Nov 9th, 2012 | Law Firm Marketing, Legal Marketing in Brief

The Great Recession has created the Great Marketing Opportunity for smaller full-service law firms and boutique practices. That’s what several in-house lawyers I’ve met with have told me recently.

The reasons: they see your lower operating costs and correspondingly lower rates; they feel the personal partner-level touch you can give every file; they value the local knowledge of the courts and community a lawyer in another city can never tap, and they recognize technology means “you don’t have to be in a big firm environment… to drive a big case. A smaller boutique firm can compete”, according to the president of New York State Bar Association.

It all plays into what the general counsel of Medtronic told Corporate Counsel magazine this fall, that being the economic crisis forced every legal department “to scramble to cut costs.”

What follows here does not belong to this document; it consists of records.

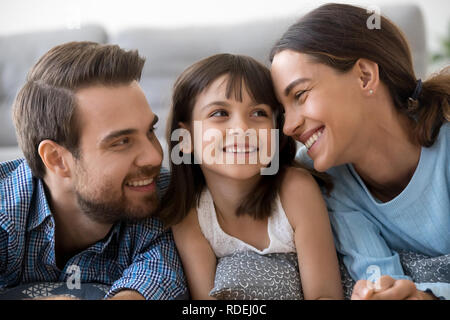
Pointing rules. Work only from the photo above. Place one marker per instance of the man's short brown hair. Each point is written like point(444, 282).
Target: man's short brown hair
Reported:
point(45, 107)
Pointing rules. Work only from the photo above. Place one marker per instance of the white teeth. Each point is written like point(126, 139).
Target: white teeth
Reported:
point(233, 149)
point(313, 139)
point(139, 183)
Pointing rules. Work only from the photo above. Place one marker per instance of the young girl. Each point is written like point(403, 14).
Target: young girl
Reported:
point(216, 209)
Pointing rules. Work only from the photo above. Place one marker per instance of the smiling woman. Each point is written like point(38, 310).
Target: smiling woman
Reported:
point(351, 97)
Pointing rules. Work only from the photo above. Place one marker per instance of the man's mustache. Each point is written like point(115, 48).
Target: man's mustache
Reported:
point(144, 172)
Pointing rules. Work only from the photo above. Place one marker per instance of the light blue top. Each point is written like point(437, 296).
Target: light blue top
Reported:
point(369, 232)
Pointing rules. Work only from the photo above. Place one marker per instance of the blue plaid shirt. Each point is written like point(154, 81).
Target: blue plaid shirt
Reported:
point(139, 256)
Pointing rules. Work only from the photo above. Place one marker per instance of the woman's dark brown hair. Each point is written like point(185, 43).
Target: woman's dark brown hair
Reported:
point(337, 35)
point(187, 180)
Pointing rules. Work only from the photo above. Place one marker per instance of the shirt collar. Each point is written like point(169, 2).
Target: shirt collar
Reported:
point(39, 209)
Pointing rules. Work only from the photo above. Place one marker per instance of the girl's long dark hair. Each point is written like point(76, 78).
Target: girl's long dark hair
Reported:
point(187, 180)
point(337, 35)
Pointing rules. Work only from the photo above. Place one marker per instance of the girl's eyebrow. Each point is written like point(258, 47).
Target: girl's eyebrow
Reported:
point(226, 104)
point(216, 103)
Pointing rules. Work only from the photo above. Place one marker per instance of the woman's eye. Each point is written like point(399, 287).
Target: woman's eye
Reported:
point(219, 113)
point(299, 94)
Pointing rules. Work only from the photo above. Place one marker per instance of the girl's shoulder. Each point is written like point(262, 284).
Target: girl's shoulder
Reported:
point(189, 223)
point(296, 179)
point(300, 196)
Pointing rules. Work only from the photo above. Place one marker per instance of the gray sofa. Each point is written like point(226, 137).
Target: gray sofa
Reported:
point(168, 52)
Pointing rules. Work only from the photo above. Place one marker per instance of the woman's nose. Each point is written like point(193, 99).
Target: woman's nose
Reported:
point(292, 121)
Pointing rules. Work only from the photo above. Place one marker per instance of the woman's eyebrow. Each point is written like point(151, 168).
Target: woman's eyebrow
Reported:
point(288, 89)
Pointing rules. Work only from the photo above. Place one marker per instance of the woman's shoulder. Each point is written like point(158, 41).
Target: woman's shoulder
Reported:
point(299, 182)
point(189, 223)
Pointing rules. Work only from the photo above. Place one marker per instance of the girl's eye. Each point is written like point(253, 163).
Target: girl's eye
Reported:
point(219, 113)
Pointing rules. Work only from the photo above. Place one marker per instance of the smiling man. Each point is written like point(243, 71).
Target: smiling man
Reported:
point(85, 193)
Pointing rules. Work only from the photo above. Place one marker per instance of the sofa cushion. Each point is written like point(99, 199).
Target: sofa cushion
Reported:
point(19, 53)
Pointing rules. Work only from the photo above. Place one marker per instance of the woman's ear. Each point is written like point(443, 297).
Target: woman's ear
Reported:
point(54, 158)
point(368, 75)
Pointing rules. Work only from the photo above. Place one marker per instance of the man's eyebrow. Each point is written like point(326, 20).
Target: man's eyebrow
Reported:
point(293, 84)
point(116, 134)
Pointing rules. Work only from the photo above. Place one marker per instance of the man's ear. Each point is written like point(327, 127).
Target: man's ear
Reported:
point(368, 75)
point(54, 157)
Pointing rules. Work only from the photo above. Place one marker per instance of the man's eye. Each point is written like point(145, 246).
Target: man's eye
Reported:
point(219, 113)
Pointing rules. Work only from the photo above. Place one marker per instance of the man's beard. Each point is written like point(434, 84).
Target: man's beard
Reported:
point(103, 205)
point(110, 211)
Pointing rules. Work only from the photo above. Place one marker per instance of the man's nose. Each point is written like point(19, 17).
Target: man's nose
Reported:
point(151, 154)
point(292, 121)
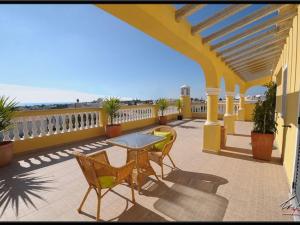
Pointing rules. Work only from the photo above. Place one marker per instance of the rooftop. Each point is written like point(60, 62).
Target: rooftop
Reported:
point(48, 185)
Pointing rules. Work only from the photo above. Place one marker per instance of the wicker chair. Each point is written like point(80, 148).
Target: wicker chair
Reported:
point(101, 175)
point(158, 155)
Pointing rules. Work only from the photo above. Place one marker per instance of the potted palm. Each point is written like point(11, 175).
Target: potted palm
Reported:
point(111, 107)
point(7, 109)
point(265, 126)
point(162, 105)
point(179, 108)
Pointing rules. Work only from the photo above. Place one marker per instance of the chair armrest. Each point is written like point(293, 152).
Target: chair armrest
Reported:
point(94, 154)
point(125, 171)
point(103, 169)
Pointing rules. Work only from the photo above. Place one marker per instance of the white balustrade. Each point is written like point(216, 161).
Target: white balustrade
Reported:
point(39, 126)
point(199, 108)
point(134, 114)
point(202, 108)
point(169, 111)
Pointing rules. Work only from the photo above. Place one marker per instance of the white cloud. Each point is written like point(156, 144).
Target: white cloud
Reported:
point(28, 94)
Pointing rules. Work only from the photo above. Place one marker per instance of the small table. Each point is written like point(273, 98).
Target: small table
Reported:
point(137, 145)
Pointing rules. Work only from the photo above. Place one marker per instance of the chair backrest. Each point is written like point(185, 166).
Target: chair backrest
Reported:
point(87, 167)
point(168, 146)
point(167, 129)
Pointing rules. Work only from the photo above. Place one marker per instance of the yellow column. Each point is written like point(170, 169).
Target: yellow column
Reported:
point(186, 106)
point(241, 112)
point(212, 129)
point(103, 118)
point(229, 117)
point(155, 112)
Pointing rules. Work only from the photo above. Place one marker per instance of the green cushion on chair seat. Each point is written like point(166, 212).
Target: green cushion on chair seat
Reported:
point(160, 145)
point(107, 181)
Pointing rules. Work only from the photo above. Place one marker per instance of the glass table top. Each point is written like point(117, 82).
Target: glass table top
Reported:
point(135, 140)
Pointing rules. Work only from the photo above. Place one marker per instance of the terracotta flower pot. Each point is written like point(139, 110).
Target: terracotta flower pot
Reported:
point(162, 120)
point(223, 137)
point(262, 145)
point(6, 152)
point(113, 130)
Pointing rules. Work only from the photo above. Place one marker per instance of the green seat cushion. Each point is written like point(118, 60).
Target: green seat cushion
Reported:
point(107, 181)
point(160, 145)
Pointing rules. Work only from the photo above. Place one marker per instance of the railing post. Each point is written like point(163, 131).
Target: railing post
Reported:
point(212, 129)
point(155, 112)
point(103, 119)
point(241, 111)
point(229, 117)
point(186, 106)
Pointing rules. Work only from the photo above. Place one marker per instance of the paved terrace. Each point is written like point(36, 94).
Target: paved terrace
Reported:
point(48, 185)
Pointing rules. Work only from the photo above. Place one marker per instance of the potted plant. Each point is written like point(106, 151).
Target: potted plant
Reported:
point(162, 105)
point(7, 109)
point(265, 126)
point(179, 108)
point(111, 107)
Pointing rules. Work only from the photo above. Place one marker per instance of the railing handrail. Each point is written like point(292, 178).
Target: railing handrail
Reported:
point(44, 112)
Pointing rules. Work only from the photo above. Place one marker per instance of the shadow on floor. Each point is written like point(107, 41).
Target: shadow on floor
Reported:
point(245, 154)
point(240, 135)
point(135, 213)
point(24, 187)
point(50, 156)
point(192, 197)
point(200, 181)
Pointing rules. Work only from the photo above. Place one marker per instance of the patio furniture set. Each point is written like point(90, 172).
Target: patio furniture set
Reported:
point(141, 148)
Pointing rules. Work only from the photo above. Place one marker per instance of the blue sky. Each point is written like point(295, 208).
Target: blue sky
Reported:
point(87, 52)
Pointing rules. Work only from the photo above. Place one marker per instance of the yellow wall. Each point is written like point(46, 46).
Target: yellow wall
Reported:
point(286, 138)
point(30, 144)
point(248, 111)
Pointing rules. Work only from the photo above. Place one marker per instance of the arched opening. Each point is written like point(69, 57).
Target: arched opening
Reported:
point(255, 92)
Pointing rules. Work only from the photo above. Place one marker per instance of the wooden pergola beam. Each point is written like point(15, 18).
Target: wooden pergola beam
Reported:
point(243, 22)
point(254, 48)
point(264, 58)
point(260, 70)
point(187, 10)
point(272, 33)
point(253, 66)
point(255, 29)
point(254, 57)
point(248, 67)
point(266, 66)
point(230, 10)
point(256, 70)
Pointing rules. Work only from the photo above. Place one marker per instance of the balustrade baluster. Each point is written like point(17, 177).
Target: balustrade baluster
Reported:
point(25, 129)
point(16, 131)
point(76, 122)
point(34, 127)
point(6, 135)
point(64, 125)
point(57, 125)
point(88, 115)
point(43, 127)
point(92, 124)
point(97, 119)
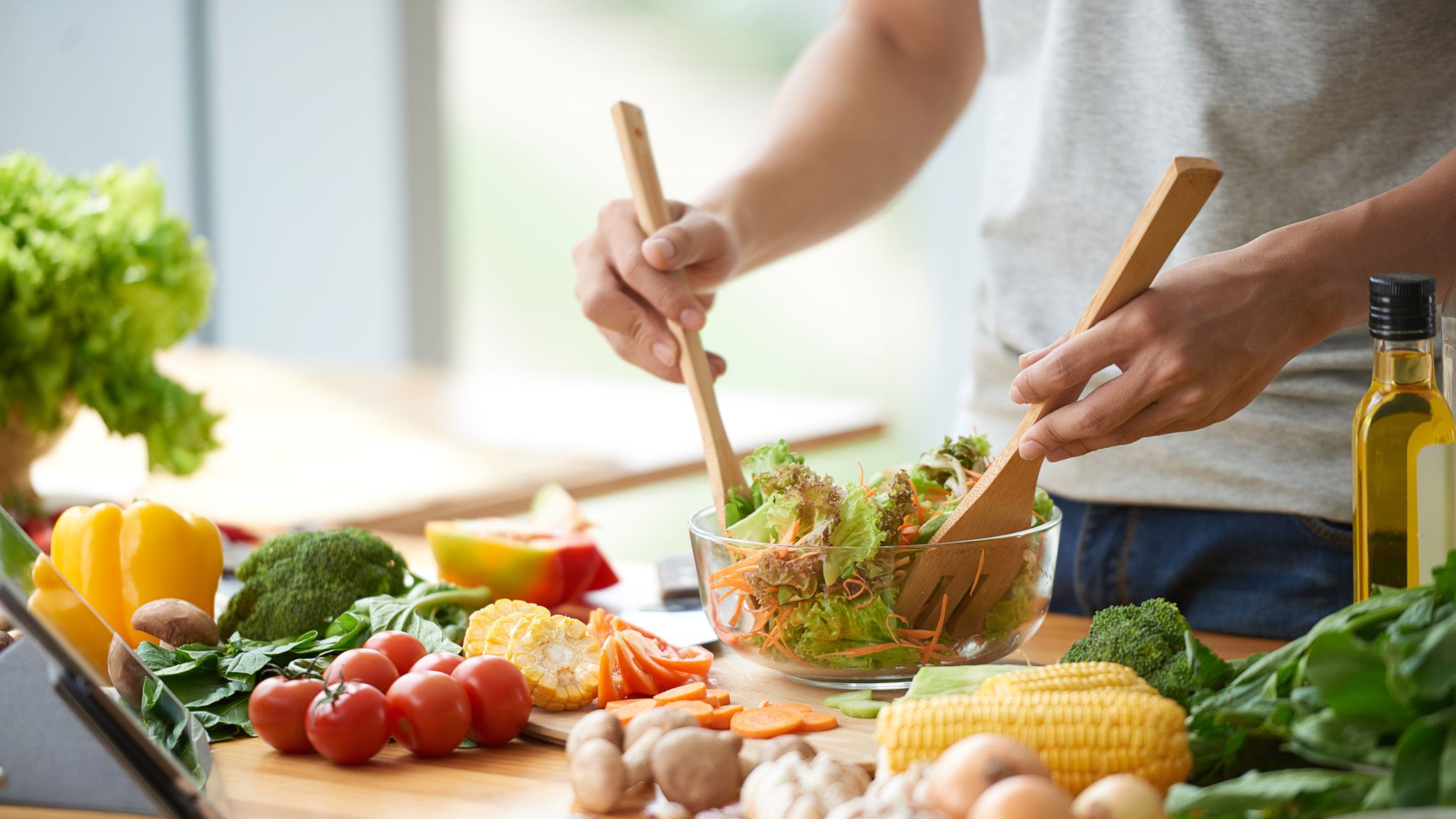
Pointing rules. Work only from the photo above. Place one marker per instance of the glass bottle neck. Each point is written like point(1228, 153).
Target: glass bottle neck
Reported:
point(1404, 362)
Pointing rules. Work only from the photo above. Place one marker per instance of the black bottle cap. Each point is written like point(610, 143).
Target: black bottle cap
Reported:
point(1403, 306)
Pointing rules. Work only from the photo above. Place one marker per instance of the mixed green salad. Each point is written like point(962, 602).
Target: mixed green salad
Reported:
point(829, 601)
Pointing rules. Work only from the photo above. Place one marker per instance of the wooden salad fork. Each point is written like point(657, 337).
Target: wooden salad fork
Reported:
point(724, 471)
point(956, 583)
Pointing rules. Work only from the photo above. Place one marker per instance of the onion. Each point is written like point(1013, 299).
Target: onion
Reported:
point(972, 766)
point(1120, 796)
point(1022, 798)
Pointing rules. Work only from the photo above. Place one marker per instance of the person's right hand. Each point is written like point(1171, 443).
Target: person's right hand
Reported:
point(625, 280)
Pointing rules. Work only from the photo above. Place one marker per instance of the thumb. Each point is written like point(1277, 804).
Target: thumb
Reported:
point(689, 241)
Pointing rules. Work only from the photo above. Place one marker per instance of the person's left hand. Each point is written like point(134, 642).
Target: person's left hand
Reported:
point(1193, 350)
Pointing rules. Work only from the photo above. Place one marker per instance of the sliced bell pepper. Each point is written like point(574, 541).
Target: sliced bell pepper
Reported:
point(518, 559)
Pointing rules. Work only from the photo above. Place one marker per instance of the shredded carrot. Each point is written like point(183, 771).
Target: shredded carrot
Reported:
point(765, 723)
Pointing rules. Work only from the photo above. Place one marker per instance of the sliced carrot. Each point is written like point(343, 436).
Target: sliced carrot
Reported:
point(690, 691)
point(765, 722)
point(819, 722)
point(608, 690)
point(722, 716)
point(798, 707)
point(696, 707)
point(628, 709)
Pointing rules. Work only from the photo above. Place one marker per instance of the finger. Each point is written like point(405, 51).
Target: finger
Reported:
point(660, 290)
point(693, 240)
point(633, 353)
point(1107, 408)
point(614, 309)
point(1158, 419)
point(1074, 362)
point(1028, 359)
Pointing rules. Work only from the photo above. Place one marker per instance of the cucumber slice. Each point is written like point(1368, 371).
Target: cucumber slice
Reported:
point(862, 709)
point(835, 701)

What’s one of the keys to exploiting this marketing opportunity to grab work from national firms who have been the benefactors of corporate legal departments cutting back the number of firms they use for 20 years by implementing the DuPont Legal Model? Find experienced legal marketing consultants who understand the culture of smaller full-service firms and boutique firms, who have a record of writing law firm marketing plans that successfully address firm wide issues in tandem with personal lawyer business development. Most importantly, make sure they have a record of then helping those smaller and boutique law firms successfully implement those plans over a prolonged period. They should be able to demonstrate improved partner profitability, that lawyers obtained desirable clients, big and small, plus a choice of file and fee– and that they did it without making everyone work 2000-plus hours every year.

In our national marketing effectiveness surveys, law firms with written marketing plans consistently report their marketing is more effective than firms that have no plan. That’s consistent with studies we’ve found showing strategic planning directly contributes to business growth.